Oil prices slumped about three percent to hit one-month lows on Thursday, down a sixth straight day, as the dollar's rally on fears of Britain's exit from the European Union hammered commodities priced in the currency. Crude futures bounced slightly off session lows as sterling briefly turned positive against the dollar after campaigning was suspended for next week's EU membership referendum following a deadly attack on a lawmaker for Britain's opposition Labour Party. Brent crude futures' front-month contact was down $1.35, or 2.8 per cent, at $47.62 per barrel by 12:58 pm EDT (1658 GMT). The session low of $47.09 was its lowest since May 12. Oil was on track for six straight days of losses, which would be the most since January. Since June 9, Brent has lost about $5 a barrel, or nearly 10 per cent. Prior to that, it hit an eight-month high of nearly $53 on supply disruptions out of Nigeria and Canada. Front-month US West Texas Intermediate (WTI) crude futures fell $1.43, or nearly three per cent, to $46.58 a barrel.
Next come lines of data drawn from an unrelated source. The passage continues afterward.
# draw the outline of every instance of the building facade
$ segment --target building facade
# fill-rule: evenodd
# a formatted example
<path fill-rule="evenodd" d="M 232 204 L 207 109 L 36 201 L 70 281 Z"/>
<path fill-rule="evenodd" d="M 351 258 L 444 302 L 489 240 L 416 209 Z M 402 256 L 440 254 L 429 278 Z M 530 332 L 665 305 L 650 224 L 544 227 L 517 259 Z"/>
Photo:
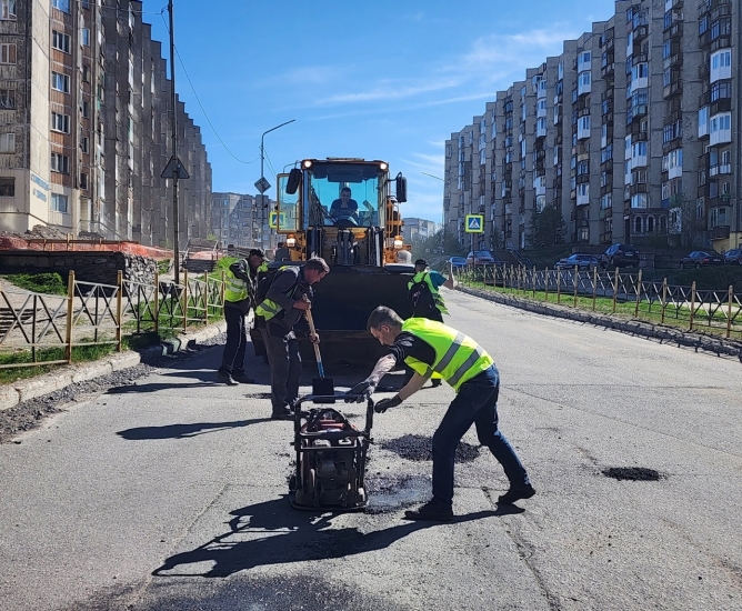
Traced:
<path fill-rule="evenodd" d="M 223 246 L 271 250 L 279 239 L 269 226 L 274 208 L 275 202 L 267 196 L 212 193 L 210 234 Z"/>
<path fill-rule="evenodd" d="M 530 248 L 553 206 L 574 248 L 742 243 L 741 30 L 732 0 L 616 1 L 447 140 L 447 230 Z"/>
<path fill-rule="evenodd" d="M 170 81 L 133 0 L 0 0 L 0 229 L 172 246 Z M 177 101 L 180 242 L 205 238 L 211 167 Z"/>

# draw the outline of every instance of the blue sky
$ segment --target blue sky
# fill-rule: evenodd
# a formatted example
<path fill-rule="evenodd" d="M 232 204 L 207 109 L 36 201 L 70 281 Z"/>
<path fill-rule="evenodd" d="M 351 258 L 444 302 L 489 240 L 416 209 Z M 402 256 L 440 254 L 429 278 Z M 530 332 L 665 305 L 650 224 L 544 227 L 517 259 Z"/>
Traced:
<path fill-rule="evenodd" d="M 168 53 L 163 7 L 143 10 Z M 613 0 L 174 0 L 176 81 L 214 191 L 255 193 L 262 132 L 295 119 L 265 136 L 271 184 L 303 158 L 383 159 L 408 178 L 403 214 L 438 222 L 443 182 L 423 172 L 443 176 L 451 132 L 613 12 Z"/>

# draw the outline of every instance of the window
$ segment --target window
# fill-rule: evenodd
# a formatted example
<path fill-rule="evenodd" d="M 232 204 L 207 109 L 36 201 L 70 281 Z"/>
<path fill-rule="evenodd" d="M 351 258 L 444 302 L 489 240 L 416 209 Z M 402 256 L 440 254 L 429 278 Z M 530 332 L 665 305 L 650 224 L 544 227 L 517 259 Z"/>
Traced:
<path fill-rule="evenodd" d="M 51 209 L 53 212 L 61 212 L 67 214 L 67 196 L 60 196 L 59 193 L 51 194 Z"/>
<path fill-rule="evenodd" d="M 16 63 L 16 46 L 3 42 L 0 44 L 0 63 Z"/>
<path fill-rule="evenodd" d="M 16 152 L 14 133 L 0 133 L 0 152 Z"/>
<path fill-rule="evenodd" d="M 51 171 L 62 174 L 70 173 L 70 158 L 66 154 L 51 153 Z"/>
<path fill-rule="evenodd" d="M 16 19 L 16 0 L 0 0 L 0 19 Z"/>
<path fill-rule="evenodd" d="M 12 110 L 16 108 L 16 90 L 0 89 L 0 108 Z"/>
<path fill-rule="evenodd" d="M 63 93 L 70 92 L 70 77 L 59 72 L 51 73 L 51 88 Z"/>
<path fill-rule="evenodd" d="M 70 0 L 51 0 L 51 6 L 60 11 L 70 12 Z"/>
<path fill-rule="evenodd" d="M 70 133 L 70 117 L 68 114 L 52 112 L 51 129 L 53 131 L 61 131 L 62 133 Z"/>
<path fill-rule="evenodd" d="M 57 30 L 52 30 L 51 32 L 51 46 L 54 49 L 59 49 L 60 51 L 64 51 L 66 53 L 70 52 L 70 37 L 67 34 L 63 34 L 62 32 L 58 32 Z"/>

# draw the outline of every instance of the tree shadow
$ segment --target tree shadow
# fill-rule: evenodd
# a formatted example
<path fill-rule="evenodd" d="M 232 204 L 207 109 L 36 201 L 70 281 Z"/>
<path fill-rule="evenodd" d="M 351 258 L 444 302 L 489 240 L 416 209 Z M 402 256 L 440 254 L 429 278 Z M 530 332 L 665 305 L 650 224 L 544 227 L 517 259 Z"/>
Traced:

During the session, it hit a one-month low of $46.16. The dollar hit a two-week high against a basket of currencies as global markets feared economic turmoil if Britain votes to leave the European Union. "With no new supply interruptions occurring and the UK vote looming, oil is not likely to stage a new upward leg in the short term," said Dominick Chirichella, senior partner at the Energy Management Institute in New York. Then Jo Cox, a British Member of Parliament, was shot in the street. Her death shocked the country and prompted suspension of campaigning for next week's referendum on EU membership.

Sterling rebounded

Oil was also pressured by the Federal Reserve's hints on Wednesday that there may be two US rate hikes this year despite slower-than-expected growth. A stronger dollar makes oil and other commodities priced in the greenback more expensive to holders of the euro and other currencies. Also weighing on oil, the US government reported a much smaller drawdown than expected in crude inventories despite peak summer driving demand. The Energy Information Administration said domestic crude inventories fell 933,000 barrels last week, less than half the 2.3-million-barrel decrease forecast. Market intelligence firm Genscape reported a weekly decline of 76,317 barrels in stockpiles at the Cushing, Oklahoma delivery point for WTI futures, traders who saw the data said. In the previous week, Genscape reported a drawdown of 299,058 barrels at Cushing.